Photo by Oliver Wendel on Unsplash

I love flying. It is truly one of my favorite things. I love the food, I don't even mind twisting myself in the seat to nap. I love falling asleep right before the plane takes off and waking up to discover that i am already floating away, that I am going somewhere. Everything else about flying can be so unpleasant: but not this, this moment of buoyancy, of finally being in the unknown.

Time and regular routines are suspended. You land at an airport. It is 4 am wherever you flew from, except in this brightly lit space where it is never day or night, you can eat a burger when normally the very idea would make you hurl, or order a glass of wine at an hour when bars outside the airport have finally cleaned up the night's debris. Here, you are in an everything-goes zone.

It's just getting there that's the difficult part. My anxiety has little to do with planes, but with the part of getting on the plane: applying for visas [this amazing essay says it all], the airline staff who can never quite understand my visa, who photograph pages and send it to their colleagues over WhatsApp, all trying to decipher whether I can actually travel.

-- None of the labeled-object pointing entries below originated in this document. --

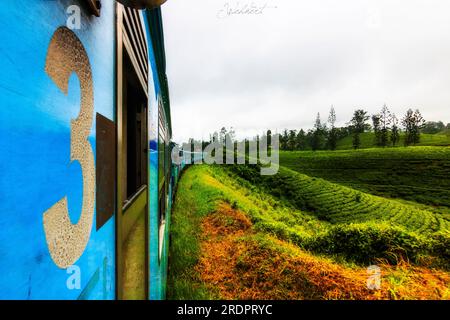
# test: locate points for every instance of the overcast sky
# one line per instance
(278, 68)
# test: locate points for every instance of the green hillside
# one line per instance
(239, 235)
(419, 174)
(368, 140)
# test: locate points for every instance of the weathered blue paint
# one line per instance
(35, 166)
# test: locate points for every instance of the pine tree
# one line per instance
(376, 129)
(413, 122)
(359, 123)
(395, 135)
(385, 118)
(317, 137)
(332, 135)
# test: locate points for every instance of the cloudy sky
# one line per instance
(279, 66)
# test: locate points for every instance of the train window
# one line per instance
(135, 132)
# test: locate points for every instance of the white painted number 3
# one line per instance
(67, 241)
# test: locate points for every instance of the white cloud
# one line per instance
(280, 68)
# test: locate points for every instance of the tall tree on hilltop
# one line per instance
(317, 137)
(395, 135)
(284, 140)
(413, 123)
(332, 135)
(358, 123)
(385, 122)
(376, 129)
(292, 139)
(301, 140)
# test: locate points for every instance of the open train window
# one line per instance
(134, 132)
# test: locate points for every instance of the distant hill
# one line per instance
(368, 140)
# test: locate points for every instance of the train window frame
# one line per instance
(162, 176)
(131, 44)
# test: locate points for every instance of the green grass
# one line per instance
(419, 174)
(193, 202)
(368, 140)
(329, 221)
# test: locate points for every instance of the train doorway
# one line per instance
(132, 157)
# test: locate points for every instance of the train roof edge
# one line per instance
(154, 18)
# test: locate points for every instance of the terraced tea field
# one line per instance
(420, 174)
(368, 140)
(238, 235)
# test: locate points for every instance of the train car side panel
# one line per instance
(53, 83)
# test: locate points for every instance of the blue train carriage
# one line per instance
(85, 168)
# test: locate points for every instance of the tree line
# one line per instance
(385, 125)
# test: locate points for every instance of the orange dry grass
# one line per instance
(239, 266)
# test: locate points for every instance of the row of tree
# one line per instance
(385, 126)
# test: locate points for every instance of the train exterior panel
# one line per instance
(62, 160)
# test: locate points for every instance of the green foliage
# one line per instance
(368, 140)
(358, 226)
(417, 174)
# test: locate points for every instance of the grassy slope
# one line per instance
(368, 138)
(419, 174)
(229, 263)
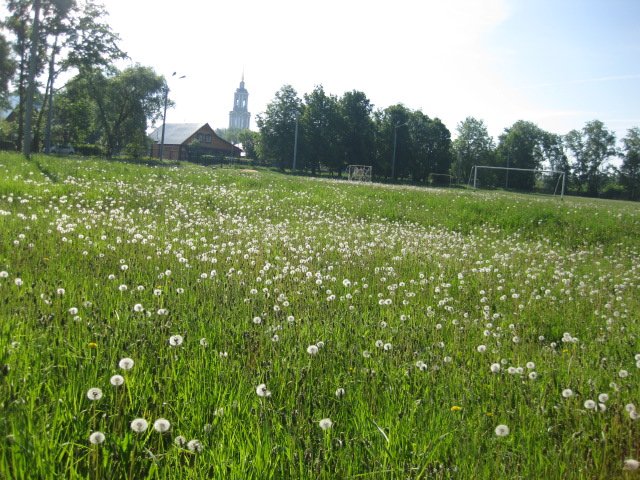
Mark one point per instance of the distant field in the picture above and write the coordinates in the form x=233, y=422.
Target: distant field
x=287, y=327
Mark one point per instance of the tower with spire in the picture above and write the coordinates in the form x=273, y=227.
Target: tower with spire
x=239, y=116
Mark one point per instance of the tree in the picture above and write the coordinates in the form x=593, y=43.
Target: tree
x=277, y=126
x=630, y=168
x=7, y=68
x=321, y=127
x=520, y=147
x=358, y=129
x=392, y=141
x=123, y=104
x=473, y=146
x=591, y=147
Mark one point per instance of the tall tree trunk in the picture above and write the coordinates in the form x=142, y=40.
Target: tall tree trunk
x=33, y=63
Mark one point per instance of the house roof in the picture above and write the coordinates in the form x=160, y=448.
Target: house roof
x=176, y=133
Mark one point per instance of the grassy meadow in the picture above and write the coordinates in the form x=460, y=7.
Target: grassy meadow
x=196, y=323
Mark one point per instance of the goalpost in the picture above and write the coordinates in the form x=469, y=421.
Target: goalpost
x=560, y=183
x=360, y=173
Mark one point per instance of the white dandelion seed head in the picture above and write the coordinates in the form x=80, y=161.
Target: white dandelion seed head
x=194, y=445
x=161, y=425
x=261, y=391
x=139, y=425
x=94, y=393
x=325, y=423
x=96, y=438
x=126, y=363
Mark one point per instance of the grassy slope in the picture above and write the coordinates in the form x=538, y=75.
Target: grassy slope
x=432, y=249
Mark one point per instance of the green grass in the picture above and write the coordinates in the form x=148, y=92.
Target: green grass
x=432, y=274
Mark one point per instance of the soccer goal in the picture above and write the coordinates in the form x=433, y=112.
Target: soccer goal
x=530, y=179
x=359, y=173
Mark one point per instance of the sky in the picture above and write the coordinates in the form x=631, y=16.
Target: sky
x=557, y=63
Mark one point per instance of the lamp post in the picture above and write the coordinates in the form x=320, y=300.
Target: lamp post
x=164, y=115
x=395, y=141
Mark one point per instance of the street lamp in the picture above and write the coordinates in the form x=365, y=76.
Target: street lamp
x=395, y=141
x=164, y=115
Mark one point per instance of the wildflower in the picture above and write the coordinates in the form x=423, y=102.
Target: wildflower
x=161, y=425
x=96, y=438
x=139, y=425
x=261, y=391
x=326, y=423
x=631, y=464
x=194, y=445
x=125, y=363
x=94, y=394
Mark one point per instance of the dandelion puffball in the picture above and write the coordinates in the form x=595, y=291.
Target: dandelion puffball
x=326, y=423
x=161, y=425
x=96, y=438
x=139, y=425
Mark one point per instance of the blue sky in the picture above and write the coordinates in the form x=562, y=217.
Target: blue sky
x=556, y=63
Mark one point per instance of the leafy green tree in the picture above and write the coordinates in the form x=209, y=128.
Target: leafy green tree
x=473, y=146
x=321, y=124
x=277, y=127
x=630, y=168
x=520, y=147
x=590, y=147
x=392, y=141
x=7, y=68
x=358, y=129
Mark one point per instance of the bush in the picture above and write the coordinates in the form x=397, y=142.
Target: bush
x=89, y=150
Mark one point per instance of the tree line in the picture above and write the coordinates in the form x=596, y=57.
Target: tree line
x=100, y=107
x=104, y=110
x=323, y=131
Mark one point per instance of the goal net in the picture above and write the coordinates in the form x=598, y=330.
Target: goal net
x=359, y=173
x=550, y=182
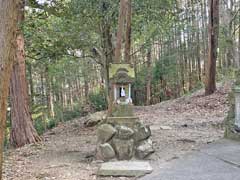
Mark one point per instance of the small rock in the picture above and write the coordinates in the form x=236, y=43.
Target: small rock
x=107, y=151
x=94, y=119
x=105, y=132
x=124, y=132
x=165, y=128
x=141, y=132
x=125, y=168
x=123, y=148
x=144, y=149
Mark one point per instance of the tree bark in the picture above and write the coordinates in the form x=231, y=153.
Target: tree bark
x=8, y=24
x=121, y=18
x=149, y=77
x=22, y=129
x=128, y=33
x=213, y=30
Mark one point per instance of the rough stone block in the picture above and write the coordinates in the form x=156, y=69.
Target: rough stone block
x=105, y=132
x=123, y=121
x=124, y=132
x=125, y=168
x=107, y=152
x=141, y=132
x=144, y=149
x=123, y=148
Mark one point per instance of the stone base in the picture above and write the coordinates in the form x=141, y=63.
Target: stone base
x=123, y=141
x=128, y=121
x=125, y=168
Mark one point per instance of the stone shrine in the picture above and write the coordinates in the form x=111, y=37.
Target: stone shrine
x=122, y=136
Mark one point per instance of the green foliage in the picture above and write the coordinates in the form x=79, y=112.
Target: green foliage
x=98, y=100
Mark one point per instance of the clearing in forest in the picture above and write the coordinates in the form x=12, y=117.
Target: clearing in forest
x=178, y=126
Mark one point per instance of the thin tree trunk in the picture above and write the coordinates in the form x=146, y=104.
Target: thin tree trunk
x=121, y=18
x=213, y=30
x=8, y=24
x=149, y=77
x=128, y=33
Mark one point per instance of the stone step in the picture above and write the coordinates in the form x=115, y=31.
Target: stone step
x=125, y=168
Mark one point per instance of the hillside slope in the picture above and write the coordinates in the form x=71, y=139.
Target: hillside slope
x=178, y=126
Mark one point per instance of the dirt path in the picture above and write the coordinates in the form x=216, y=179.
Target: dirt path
x=66, y=154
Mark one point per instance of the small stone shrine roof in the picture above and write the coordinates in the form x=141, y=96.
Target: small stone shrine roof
x=121, y=73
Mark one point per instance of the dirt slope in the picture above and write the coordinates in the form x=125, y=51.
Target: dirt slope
x=178, y=126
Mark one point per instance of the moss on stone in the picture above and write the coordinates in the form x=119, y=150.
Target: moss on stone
x=122, y=110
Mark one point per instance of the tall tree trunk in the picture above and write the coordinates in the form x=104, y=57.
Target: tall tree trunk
x=22, y=130
x=213, y=30
x=49, y=93
x=121, y=18
x=128, y=33
x=149, y=77
x=8, y=24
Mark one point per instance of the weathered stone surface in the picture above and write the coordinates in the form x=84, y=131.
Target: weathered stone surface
x=107, y=152
x=123, y=121
x=125, y=168
x=124, y=132
x=141, y=132
x=123, y=148
x=165, y=128
x=105, y=132
x=95, y=118
x=144, y=149
x=122, y=110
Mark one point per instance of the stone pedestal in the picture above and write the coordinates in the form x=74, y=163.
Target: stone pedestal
x=126, y=135
x=122, y=131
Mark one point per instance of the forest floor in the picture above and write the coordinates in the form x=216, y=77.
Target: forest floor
x=178, y=126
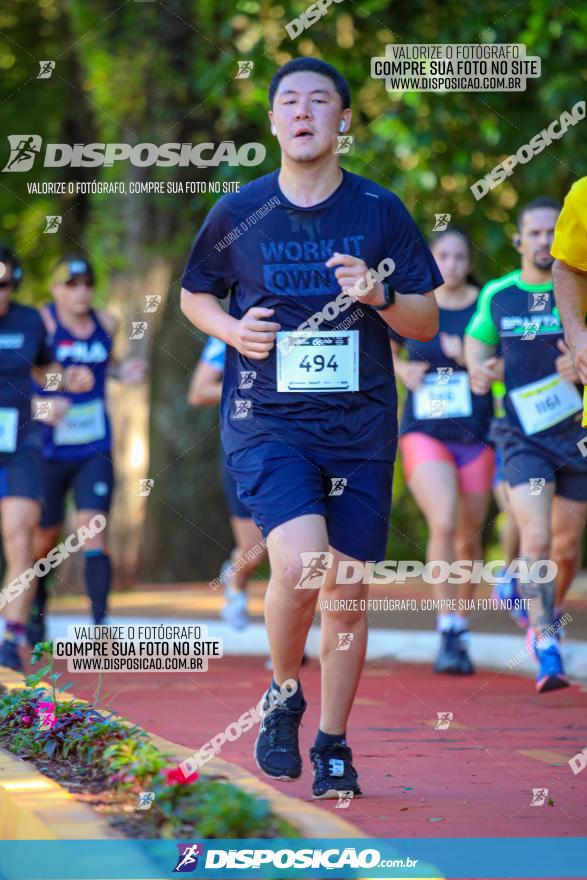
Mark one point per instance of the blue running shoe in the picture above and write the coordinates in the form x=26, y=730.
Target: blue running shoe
x=449, y=654
x=503, y=591
x=334, y=773
x=277, y=751
x=551, y=674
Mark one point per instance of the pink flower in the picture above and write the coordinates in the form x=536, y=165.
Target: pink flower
x=176, y=776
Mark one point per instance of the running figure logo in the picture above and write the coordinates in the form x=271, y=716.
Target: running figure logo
x=244, y=69
x=438, y=408
x=441, y=221
x=344, y=145
x=52, y=222
x=187, y=860
x=344, y=641
x=315, y=565
x=247, y=378
x=344, y=799
x=539, y=796
x=242, y=409
x=53, y=381
x=146, y=798
x=138, y=329
x=539, y=302
x=43, y=409
x=145, y=487
x=338, y=485
x=530, y=331
x=537, y=484
x=444, y=719
x=46, y=69
x=444, y=374
x=23, y=149
x=152, y=302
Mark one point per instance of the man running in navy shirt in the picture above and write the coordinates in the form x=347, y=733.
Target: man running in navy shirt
x=24, y=352
x=303, y=414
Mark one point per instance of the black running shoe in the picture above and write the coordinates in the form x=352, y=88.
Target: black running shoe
x=465, y=663
x=9, y=656
x=333, y=772
x=277, y=751
x=449, y=655
x=35, y=631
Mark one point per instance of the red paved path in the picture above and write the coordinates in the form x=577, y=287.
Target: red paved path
x=471, y=780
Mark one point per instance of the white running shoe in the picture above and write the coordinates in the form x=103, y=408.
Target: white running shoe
x=235, y=611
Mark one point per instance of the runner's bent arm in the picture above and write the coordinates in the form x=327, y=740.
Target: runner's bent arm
x=483, y=366
x=253, y=335
x=205, y=386
x=414, y=315
x=410, y=373
x=570, y=293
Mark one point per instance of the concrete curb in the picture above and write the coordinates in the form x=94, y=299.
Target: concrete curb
x=32, y=806
x=490, y=651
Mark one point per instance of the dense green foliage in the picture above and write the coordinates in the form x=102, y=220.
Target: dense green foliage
x=163, y=72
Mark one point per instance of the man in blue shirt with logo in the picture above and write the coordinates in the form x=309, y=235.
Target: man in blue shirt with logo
x=311, y=435
x=76, y=435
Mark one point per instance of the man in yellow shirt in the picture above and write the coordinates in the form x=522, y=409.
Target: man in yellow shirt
x=570, y=276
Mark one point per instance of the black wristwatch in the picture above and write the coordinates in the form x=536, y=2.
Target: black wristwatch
x=389, y=293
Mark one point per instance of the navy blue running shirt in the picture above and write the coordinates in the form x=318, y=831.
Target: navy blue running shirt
x=23, y=344
x=85, y=430
x=462, y=429
x=277, y=261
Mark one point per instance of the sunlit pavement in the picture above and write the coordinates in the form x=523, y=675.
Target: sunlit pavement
x=473, y=778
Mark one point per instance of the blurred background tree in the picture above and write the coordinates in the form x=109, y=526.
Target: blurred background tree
x=162, y=72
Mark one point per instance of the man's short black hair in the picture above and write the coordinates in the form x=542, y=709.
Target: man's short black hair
x=314, y=65
x=542, y=202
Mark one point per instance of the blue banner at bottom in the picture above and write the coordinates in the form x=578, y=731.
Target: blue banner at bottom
x=361, y=858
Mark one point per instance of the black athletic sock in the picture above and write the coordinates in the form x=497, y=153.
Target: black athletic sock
x=329, y=739
x=296, y=700
x=98, y=574
x=41, y=596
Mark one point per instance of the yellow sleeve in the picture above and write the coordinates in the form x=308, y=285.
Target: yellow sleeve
x=570, y=234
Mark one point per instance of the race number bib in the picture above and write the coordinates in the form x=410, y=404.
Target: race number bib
x=84, y=423
x=323, y=361
x=545, y=403
x=8, y=429
x=443, y=397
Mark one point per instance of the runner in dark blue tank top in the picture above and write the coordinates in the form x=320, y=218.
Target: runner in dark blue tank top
x=448, y=463
x=540, y=436
x=76, y=435
x=24, y=351
x=249, y=551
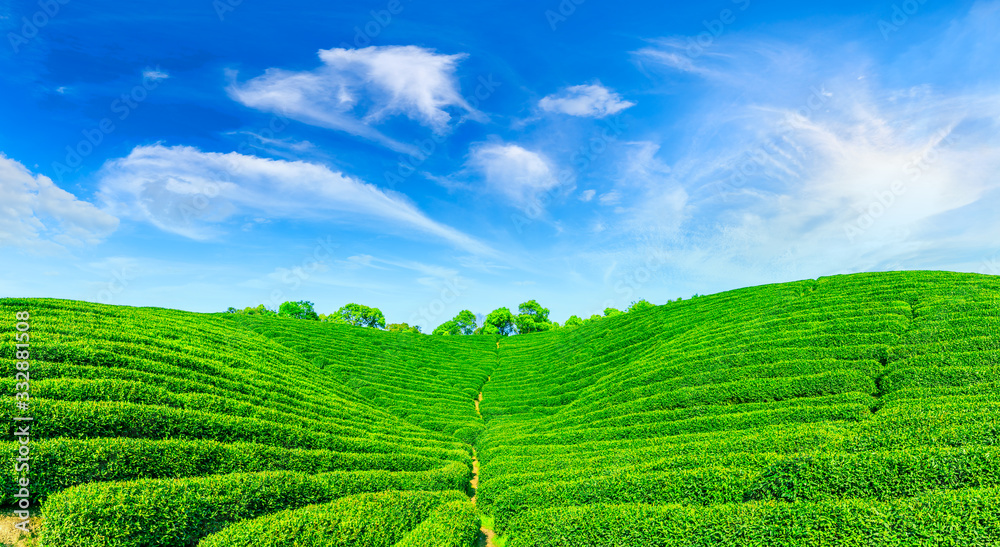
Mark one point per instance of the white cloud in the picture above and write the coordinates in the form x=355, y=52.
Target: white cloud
x=355, y=89
x=186, y=191
x=610, y=198
x=812, y=168
x=37, y=214
x=518, y=174
x=591, y=101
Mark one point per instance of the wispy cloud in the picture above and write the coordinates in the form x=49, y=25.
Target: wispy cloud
x=518, y=174
x=589, y=101
x=38, y=215
x=356, y=89
x=183, y=190
x=804, y=159
x=155, y=74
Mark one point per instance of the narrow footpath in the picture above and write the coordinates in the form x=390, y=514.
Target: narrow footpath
x=487, y=537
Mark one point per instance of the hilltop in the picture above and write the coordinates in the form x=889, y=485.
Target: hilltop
x=848, y=410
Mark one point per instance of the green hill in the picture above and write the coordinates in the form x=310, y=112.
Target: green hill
x=849, y=410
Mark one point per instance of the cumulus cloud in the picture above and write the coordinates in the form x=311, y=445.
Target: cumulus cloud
x=518, y=174
x=37, y=214
x=589, y=101
x=817, y=166
x=356, y=89
x=183, y=190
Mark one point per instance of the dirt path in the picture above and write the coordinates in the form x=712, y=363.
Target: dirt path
x=487, y=538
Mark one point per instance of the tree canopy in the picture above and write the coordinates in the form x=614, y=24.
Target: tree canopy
x=499, y=321
x=463, y=323
x=362, y=316
x=639, y=305
x=259, y=310
x=302, y=309
x=403, y=327
x=573, y=321
x=532, y=317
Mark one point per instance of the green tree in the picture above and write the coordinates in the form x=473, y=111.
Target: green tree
x=532, y=317
x=639, y=305
x=403, y=327
x=463, y=323
x=448, y=328
x=302, y=309
x=362, y=316
x=259, y=310
x=573, y=321
x=499, y=321
x=466, y=321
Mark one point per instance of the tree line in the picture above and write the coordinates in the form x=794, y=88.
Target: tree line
x=530, y=317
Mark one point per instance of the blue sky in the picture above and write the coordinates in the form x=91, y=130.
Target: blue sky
x=428, y=157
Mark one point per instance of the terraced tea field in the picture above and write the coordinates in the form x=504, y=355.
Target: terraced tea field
x=849, y=410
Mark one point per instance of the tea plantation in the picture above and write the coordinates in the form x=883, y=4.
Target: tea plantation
x=849, y=410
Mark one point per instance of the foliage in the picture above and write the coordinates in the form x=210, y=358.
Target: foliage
x=850, y=410
x=464, y=323
x=573, y=321
x=302, y=309
x=260, y=310
x=639, y=305
x=532, y=317
x=500, y=321
x=403, y=327
x=362, y=316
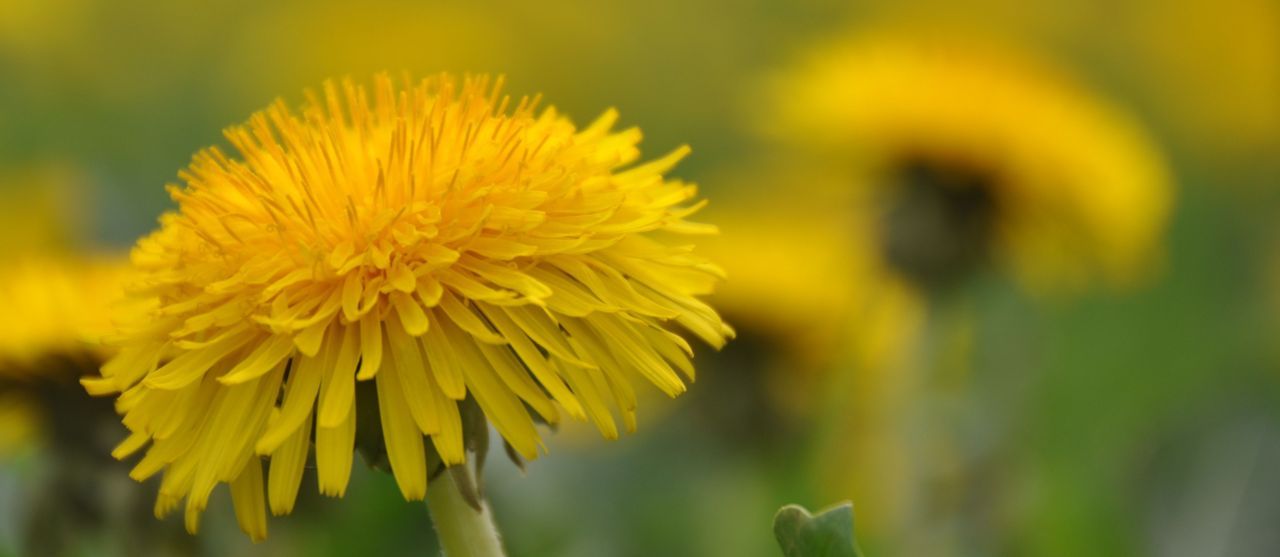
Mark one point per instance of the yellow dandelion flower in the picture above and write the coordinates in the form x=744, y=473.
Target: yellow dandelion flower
x=437, y=240
x=981, y=151
x=64, y=309
x=60, y=307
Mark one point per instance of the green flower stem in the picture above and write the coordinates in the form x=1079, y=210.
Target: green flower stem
x=464, y=532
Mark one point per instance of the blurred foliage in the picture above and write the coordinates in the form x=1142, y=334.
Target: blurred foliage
x=1144, y=421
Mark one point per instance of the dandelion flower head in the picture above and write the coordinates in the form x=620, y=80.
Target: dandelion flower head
x=434, y=241
x=1023, y=159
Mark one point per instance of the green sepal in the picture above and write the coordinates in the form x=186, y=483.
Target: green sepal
x=827, y=534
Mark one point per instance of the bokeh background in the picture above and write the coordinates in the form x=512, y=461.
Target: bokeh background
x=988, y=420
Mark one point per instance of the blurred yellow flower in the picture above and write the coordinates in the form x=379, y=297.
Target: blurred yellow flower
x=449, y=245
x=1214, y=69
x=62, y=307
x=977, y=151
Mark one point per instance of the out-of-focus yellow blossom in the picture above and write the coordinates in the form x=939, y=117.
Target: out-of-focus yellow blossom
x=1073, y=186
x=286, y=45
x=453, y=249
x=1212, y=69
x=59, y=306
x=805, y=275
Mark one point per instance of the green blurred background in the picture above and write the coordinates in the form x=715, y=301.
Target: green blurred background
x=1143, y=421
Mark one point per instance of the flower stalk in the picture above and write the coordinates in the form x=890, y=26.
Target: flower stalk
x=462, y=520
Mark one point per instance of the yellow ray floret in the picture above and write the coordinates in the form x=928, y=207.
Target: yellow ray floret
x=437, y=238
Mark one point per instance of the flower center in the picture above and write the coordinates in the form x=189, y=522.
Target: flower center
x=938, y=222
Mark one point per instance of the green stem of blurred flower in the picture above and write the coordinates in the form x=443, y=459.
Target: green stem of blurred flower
x=464, y=530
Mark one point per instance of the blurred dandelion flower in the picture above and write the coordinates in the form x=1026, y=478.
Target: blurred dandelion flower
x=64, y=309
x=981, y=153
x=438, y=240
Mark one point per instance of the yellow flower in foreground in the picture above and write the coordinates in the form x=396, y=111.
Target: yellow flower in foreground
x=979, y=151
x=437, y=240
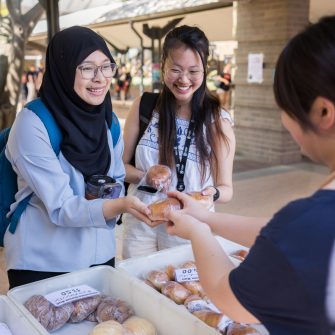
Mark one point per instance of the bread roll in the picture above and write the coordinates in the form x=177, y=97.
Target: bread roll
x=175, y=291
x=84, y=307
x=160, y=209
x=139, y=326
x=157, y=278
x=209, y=317
x=241, y=329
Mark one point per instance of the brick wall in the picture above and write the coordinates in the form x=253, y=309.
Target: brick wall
x=264, y=26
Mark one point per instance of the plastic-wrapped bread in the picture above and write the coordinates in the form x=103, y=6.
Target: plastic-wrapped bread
x=49, y=316
x=195, y=287
x=242, y=329
x=209, y=317
x=157, y=278
x=40, y=308
x=113, y=309
x=110, y=327
x=176, y=292
x=139, y=326
x=160, y=209
x=84, y=307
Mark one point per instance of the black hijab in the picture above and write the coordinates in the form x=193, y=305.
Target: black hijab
x=85, y=143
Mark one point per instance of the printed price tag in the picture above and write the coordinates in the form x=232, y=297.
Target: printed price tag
x=4, y=330
x=186, y=274
x=61, y=297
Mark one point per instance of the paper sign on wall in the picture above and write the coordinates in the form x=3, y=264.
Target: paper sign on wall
x=255, y=68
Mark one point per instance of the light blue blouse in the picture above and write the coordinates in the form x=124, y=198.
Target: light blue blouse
x=60, y=230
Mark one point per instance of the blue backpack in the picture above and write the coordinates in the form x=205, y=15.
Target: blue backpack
x=8, y=178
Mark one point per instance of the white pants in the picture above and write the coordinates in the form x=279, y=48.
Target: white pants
x=139, y=239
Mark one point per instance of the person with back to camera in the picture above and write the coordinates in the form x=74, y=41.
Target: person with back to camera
x=184, y=108
x=284, y=280
x=61, y=231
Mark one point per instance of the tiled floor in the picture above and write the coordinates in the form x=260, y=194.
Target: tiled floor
x=258, y=192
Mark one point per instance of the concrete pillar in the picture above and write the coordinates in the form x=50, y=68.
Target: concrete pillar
x=264, y=26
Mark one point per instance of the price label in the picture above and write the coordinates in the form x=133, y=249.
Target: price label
x=186, y=274
x=61, y=297
x=4, y=330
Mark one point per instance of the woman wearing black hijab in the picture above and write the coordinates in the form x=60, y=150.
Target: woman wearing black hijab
x=60, y=230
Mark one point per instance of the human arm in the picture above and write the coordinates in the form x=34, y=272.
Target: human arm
x=130, y=136
x=213, y=265
x=240, y=229
x=225, y=154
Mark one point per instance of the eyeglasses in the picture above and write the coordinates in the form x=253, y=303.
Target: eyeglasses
x=89, y=71
x=174, y=73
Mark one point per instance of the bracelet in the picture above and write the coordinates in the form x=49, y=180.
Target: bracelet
x=216, y=195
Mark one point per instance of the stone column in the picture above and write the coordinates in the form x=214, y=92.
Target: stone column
x=264, y=26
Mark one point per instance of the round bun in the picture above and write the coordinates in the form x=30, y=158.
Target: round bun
x=160, y=209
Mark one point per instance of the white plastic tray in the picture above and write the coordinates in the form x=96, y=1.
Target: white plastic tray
x=14, y=318
x=156, y=308
x=140, y=266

Sometimes I look at the people who are immaculately turned out for the airport -- hair done, outfit coordinated, in shorts and sandals and heels. I am the one wearing an anklelength dress - with socks, because it was the only warm thing I packed. [Never again.] I walk around aimlessly, looking at the joke-sized bars of chocolate and dithering over which cafe looks less likely to be soul destroying. I used to exhaust myself on stopovers, unable to decide whether I wanted to eat a burger or a doughnut or try and find a place to sleep while holding on to all my belongings. Now I just find a chair and try to relax. The joke-sized chocolate is the same everywhere. There's nothing new to see.

On airplanes, I am consumed by the kind of hunger I can't really describe. I eat the entire meal, even the too-sweet pudding. I drink too much. I drink too little. I know this is a bad idea. But I need to fortify myself for the journey ahead: It feels like an achievement: pouring the contents of a miniature bottle into a plastic cup, sitting back and sipping that makes me realize that its all over, for now. I sleep. I read. I wake up. I are aware of the possibilities: I could be anyone. I think about my life and the fact that I can even travel, that I have a passport and a life, and how I used to wish I could get a flight going anywhere, how ingrained the anxiety of travel is, the constant reminder that I have no right to be here, that the hundreds of dollars worth in stamps don't guarantee anything, that I could be turned away, that no one would know or care.

A few years ago, I was booked on what I thought was a short flight but which actually entailed a 20+ hour stopover in Dubai's Terminal 2 - both ways. The real joy, though, was that this was allowed me to stay in flydubai's business lounge, so for 22 hours I watched TV, and ate copious amounts of lentil soup, and lamented to the bartender. I watched the shift change, I walked around the rest of the terminal where the only highlight was a Paul, I tried to take a nap on the armchair, I ate bowl after bowl of lentil soup. A few days later, I did the exact same thing on my way back. It was horribly exhausting, but it was probably the highlight of my career. I will never amount to much, but for that one day I was a tired, dishevelled person who could order whatever I wanted to eat or drink.

The flight arrives. My phone never works. I plaster a big smile on my face - it’s easier to smile with a glass of wine running through your system. A visa is not a guarantee. You know your fellow passengers don’t feel this way: they are confident, their passports allow them the ability to pay a few dollars and waltz through. An immigration officer's stamp is suspended over my passport, my heart stops still and I can count all the money and time I have spent, everything leading up to this moment, and I wish I was back on a plane again, in that safe space where my anxiety is many hours away.